I Kill The Vultures sono, da tempo, un nome di grido per tutti coloro che hanno a cuore l'universo hipster-hop. Intensi, coraggiosi, sempre bravi a mediare fra impegno politico  e Street poetry confessionale.

Il debutto del 2005 proponeva un noise-jazz sfrangiato e vorticoso, dentro cui si incastonavano alcune fra le arringhe più lucide del tempo. I lavori seguenti, pur ammorbidendo un po' l'approccio, non erano molto da meno: i Kill The Vultures ambivano apertamente al titolo di unici eredi credibili dei cLOUDDEAD, e l'accostamento, in effetti, non era blasfemo.

Dieci anni dopo, i quattro ragazzi di Minneapolis (città sempre sorprendente), nel frattempo trasformatisi in un duo, ampliano ulteriormente gli orizzonti.

Cornelian” suona come un incrocio fra il contorsionismo rumorista dei primi Dalek e le sinfonie aperte di Dj Shadow. Il tutto, immerso in un'atmosfera sempre importante (i ragazzi credono in ciò che dicono, è palese) ma a tratti meno cupa del solito, quasi De La Soul-oriented.

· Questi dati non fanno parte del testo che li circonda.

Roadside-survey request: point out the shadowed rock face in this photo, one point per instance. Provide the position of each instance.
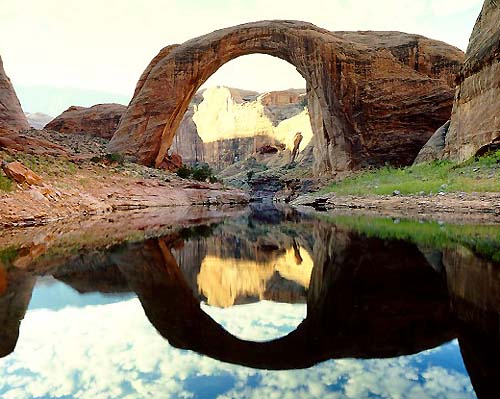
(367, 105)
(99, 120)
(475, 120)
(11, 113)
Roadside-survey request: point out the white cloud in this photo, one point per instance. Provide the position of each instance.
(111, 351)
(106, 45)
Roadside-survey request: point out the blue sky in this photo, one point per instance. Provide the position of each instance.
(105, 45)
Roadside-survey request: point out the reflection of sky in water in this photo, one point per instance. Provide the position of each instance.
(109, 350)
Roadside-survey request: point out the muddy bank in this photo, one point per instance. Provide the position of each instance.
(452, 207)
(99, 191)
(41, 246)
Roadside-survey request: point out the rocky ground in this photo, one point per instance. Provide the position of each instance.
(87, 180)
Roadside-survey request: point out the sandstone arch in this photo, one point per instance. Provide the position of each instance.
(363, 88)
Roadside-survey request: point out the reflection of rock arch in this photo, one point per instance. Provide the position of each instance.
(334, 327)
(347, 90)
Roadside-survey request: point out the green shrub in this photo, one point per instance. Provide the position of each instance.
(184, 172)
(200, 172)
(5, 183)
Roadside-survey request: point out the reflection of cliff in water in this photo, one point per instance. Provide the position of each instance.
(237, 264)
(367, 297)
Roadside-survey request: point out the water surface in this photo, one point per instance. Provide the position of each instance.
(269, 303)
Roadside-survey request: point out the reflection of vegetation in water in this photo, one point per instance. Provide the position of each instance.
(7, 255)
(480, 175)
(203, 230)
(482, 240)
(200, 172)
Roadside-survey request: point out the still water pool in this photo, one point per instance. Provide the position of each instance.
(269, 304)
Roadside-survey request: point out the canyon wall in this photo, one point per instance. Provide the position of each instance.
(11, 113)
(226, 125)
(475, 121)
(374, 97)
(99, 120)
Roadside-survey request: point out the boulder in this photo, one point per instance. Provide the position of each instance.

I ragazzi dimostrano anche di non aver perso un grammo della propria voglia di osare: provare per credere “The River”, trapanata da archi strappati sino al limite, spinta da fiati in stile apocalisse imminente, declamata dall'MC con toni tutto sommato pacati, visto il contesto, ma sempre decisi.

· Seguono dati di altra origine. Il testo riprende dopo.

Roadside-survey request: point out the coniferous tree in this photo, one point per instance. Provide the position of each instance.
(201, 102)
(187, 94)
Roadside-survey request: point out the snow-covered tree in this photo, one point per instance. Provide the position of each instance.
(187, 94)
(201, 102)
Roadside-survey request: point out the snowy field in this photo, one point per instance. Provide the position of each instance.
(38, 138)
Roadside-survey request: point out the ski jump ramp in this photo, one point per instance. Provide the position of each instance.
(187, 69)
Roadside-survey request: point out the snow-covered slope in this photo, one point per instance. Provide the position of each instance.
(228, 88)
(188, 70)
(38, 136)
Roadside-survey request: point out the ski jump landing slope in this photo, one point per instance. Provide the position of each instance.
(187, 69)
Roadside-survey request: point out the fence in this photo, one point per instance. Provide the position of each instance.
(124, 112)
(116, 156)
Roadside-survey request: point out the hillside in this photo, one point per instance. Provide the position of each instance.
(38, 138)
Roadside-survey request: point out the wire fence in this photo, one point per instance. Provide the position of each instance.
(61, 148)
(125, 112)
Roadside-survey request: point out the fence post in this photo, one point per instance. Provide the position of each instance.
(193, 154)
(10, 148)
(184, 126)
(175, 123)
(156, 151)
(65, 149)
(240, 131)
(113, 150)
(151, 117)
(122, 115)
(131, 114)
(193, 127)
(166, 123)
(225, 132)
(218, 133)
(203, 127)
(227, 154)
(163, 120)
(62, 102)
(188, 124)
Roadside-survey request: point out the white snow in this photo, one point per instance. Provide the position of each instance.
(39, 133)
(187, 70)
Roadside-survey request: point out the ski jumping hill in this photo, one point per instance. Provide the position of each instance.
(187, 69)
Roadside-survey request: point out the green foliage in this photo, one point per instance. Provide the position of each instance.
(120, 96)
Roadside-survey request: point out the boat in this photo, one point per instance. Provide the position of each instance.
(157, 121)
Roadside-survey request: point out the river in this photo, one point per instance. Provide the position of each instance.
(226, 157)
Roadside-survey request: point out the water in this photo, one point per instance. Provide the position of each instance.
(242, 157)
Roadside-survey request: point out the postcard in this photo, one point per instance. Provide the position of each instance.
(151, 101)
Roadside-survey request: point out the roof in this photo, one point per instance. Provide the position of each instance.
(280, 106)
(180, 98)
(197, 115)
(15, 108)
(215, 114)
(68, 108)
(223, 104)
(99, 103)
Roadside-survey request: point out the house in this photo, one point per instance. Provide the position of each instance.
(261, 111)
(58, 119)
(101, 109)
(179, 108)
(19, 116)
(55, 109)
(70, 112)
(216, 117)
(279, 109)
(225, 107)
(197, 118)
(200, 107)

Se il flow, in sostanza, mette in mostra le consuete qualità (è declamatorio e serioso), le trame sature - sempre un passo oltre - rappresentano il valore aggiunto: le sonorità arabeggianti di “Vandal”, che aprono scenari simil-zappiani, viaggiano a braccetto con la melodia (sempre orientaleggiante) di “Topsoil”, un altro concentrato di micro-eventi sonori (le background voices sembrano valchirie al vocoder!) che distanzia persino gli esperimenti più oltraggiosi della Anticon.

God's Jewelry” muove qualche passo in direzione industrial, anche se i Kill The Vultures sono sempre più sinistri che minacciosi: sembra quasi di vedere Dj Shadow che campiona gli Swans meno violenti.

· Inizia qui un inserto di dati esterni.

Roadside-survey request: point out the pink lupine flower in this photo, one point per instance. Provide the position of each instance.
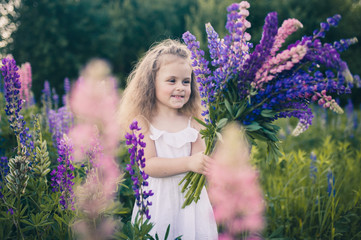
(94, 103)
(26, 81)
(233, 187)
(282, 61)
(288, 27)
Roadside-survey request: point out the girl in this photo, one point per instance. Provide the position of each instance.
(163, 96)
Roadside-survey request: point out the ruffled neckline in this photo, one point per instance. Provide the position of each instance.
(174, 139)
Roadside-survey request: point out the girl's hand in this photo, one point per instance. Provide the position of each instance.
(199, 163)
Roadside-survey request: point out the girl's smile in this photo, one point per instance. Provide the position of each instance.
(173, 83)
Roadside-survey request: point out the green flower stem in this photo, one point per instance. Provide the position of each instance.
(194, 182)
(18, 216)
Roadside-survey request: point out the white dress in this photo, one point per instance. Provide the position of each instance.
(194, 222)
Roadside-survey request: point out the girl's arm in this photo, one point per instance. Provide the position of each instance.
(165, 167)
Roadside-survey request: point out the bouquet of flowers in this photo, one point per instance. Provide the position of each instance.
(254, 88)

Non meno claustrofobica risulta “Crown”, che mi fa immaginare una versione meno crudele e spietata dei PIL, ovvero ci lacia intuire come sarebbe stato “Metal Box” se Lydon e Levene fossero cresciuti a hip-hop alternativo, anziché a reggae, dub e Velvet Underground.

Coin on the Open Eyes”, con il sassofono cristallino (sempre in versione le mille e una notte) e il giro minimale di tastiere, è forse il brano più vicino alle precedenti elucubrazioni hip-jazz, anche se ammorbidisce i toni (qui non uso la parola noise, e non è un caso); o meglio, il brano si gioca il titolo di pezzo più hipster con la vagamente zappiana “Don't Bring the Devil Out”, che potrebbe essere il pezzo hip-hop segreto dei Faust, tanto è meravigliosamente coraggioso e scalcagnato, con le fanfare che ruotano intorno al proprio asse sposando un tempo di marcia.

Il flow, nel frattempo, risulta sempre lento, dai toni religiosi: i Kill The Vultures saranno anche predicatori invasati, ma evitano di strafare. Più che stordire l'ascoltatore, vogliono stupirlo, disorientarlo: inutile dire che, ancora una volta, hanno centrato il bersaglio.